Notre avis sur Le Diable l'emporte en livre audio
Barjavel a ce don rare de transformer une apocalypse en fable métaphysique, et Le Diable l'emporte en est une démonstration flamboyante. Imaginez la Mort Blanche qui étend son linceul glacé sur la Terre, séquelle d'une ultime guerre mondiale, et une poignée de survivants terrés dans une Arche souterraine. Là, autour du dernier homme, les femmes se livrent bataille. Rien que ce postulat m'a happée: on est chez Barjavel, entre science-fiction, mythe et interrogation sur l'espèce.

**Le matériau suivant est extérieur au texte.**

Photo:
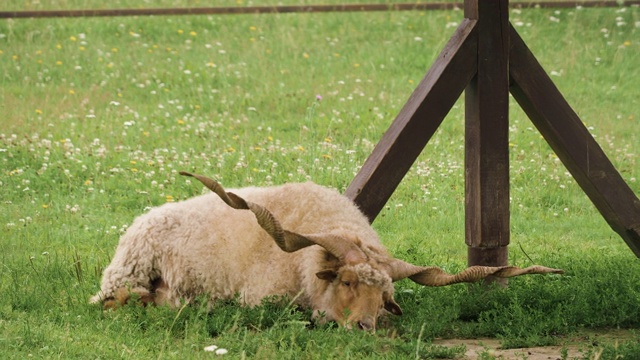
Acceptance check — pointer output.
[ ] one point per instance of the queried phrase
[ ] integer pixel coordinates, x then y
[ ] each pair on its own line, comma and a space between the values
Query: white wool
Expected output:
203, 246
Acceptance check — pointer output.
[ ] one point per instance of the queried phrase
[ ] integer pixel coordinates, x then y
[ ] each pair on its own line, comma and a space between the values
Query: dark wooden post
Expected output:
487, 56
487, 137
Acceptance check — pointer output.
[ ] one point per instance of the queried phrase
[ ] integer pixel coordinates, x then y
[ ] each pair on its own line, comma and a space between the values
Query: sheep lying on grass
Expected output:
302, 241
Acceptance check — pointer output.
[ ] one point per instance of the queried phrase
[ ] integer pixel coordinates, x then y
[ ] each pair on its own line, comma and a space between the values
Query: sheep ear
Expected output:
392, 306
328, 275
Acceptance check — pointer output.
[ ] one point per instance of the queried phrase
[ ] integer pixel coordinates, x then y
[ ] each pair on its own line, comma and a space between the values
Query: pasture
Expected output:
99, 115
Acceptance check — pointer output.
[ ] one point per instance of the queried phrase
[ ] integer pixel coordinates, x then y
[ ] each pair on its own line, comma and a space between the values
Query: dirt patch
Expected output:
570, 348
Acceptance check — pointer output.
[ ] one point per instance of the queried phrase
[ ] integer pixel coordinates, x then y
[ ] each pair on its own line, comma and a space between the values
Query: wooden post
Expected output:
487, 138
487, 56
416, 123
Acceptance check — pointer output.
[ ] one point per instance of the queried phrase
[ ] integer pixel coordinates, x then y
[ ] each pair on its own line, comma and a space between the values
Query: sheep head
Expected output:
359, 281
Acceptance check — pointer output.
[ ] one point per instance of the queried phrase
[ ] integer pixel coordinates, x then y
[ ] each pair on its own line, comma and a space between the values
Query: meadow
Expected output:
99, 115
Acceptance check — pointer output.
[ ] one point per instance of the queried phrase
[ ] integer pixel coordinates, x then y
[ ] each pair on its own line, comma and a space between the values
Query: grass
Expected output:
99, 115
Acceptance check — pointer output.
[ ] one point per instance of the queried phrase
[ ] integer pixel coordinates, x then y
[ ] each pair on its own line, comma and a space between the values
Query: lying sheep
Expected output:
302, 240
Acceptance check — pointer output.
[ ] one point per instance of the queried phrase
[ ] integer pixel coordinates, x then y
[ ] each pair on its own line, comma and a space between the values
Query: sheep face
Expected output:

Avec une note de 4,1 sur 5 sur 133 avis, ce roman divise un peu, et je comprends: il est plus étrange, plus ouvertement philosophique et allégorique que Ravage ou La Nuit des temps. Barjavel convoque Dieu et le diable comme deux joueurs se disputant le sort de l'humanité, et cette dimension théologique ne parle pas à tout le monde. Moi, j'ai été saisie par cette ambition, par ce mélange de désespoir glacé et d'élan vital, même si le récit demande de se laisser porter par son lyrisme.
Pourquoi écouter Le Diable l'emporte en livre audio ?

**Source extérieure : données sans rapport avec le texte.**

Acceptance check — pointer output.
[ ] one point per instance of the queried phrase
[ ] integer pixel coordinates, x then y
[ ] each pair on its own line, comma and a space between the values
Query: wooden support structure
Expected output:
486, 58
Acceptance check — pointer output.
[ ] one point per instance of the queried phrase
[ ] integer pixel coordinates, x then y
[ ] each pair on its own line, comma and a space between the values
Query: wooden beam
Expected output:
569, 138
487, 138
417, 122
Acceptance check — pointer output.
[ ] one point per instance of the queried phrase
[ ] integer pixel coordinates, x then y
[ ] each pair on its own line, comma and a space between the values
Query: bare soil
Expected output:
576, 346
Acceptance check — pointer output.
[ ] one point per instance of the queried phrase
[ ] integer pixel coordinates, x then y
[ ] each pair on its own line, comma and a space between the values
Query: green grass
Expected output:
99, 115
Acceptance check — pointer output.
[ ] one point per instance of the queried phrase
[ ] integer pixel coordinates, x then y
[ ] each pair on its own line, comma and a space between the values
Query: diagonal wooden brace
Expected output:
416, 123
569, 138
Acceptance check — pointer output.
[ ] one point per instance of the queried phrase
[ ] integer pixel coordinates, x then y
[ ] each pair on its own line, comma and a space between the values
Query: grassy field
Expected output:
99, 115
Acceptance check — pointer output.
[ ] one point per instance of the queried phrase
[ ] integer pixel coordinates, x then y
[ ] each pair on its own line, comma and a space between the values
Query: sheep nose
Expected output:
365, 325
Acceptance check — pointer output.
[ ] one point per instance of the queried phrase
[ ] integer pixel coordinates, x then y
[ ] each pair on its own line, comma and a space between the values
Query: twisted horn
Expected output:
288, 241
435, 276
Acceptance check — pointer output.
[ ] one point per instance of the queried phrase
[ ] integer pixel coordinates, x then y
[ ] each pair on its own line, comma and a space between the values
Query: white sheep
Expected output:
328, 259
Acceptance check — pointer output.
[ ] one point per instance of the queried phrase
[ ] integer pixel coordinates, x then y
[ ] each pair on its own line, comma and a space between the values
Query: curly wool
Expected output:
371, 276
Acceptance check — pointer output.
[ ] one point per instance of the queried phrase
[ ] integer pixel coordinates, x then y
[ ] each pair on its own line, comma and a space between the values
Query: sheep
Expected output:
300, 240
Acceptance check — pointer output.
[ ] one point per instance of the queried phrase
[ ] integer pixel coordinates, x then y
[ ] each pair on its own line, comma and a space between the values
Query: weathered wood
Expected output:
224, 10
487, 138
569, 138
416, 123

Sur sept heures quarante-six, l'écoute épouse magnifiquement la prose incantatoire de Barjavel. Il y a chez lui une musicalité, un souffle presque biblique, qui gagne à être porté par une voix: la lecture donne à ces phrases amples toute leur résonance, et le côté fable cosmique prend une ampleur qu'un lecteur pressé pourrait manquer sur la page.
François Hatt embrasse cette solennité sans jamais tomber dans l'emphase creuse. Sa diction pose le décor glacé de l'Arche, fait entendre la tension entre les survivants, et sert cette grande méditation sur l'amour comme nécessité de l'espèce, à la fois douce et terrifiante selon les mots mêmes du roman. Sur près de huit heures, il maintient cette gravité habitée qui convient à un texte où chaque choix engage rien de moins que l'avenir de l'humanité.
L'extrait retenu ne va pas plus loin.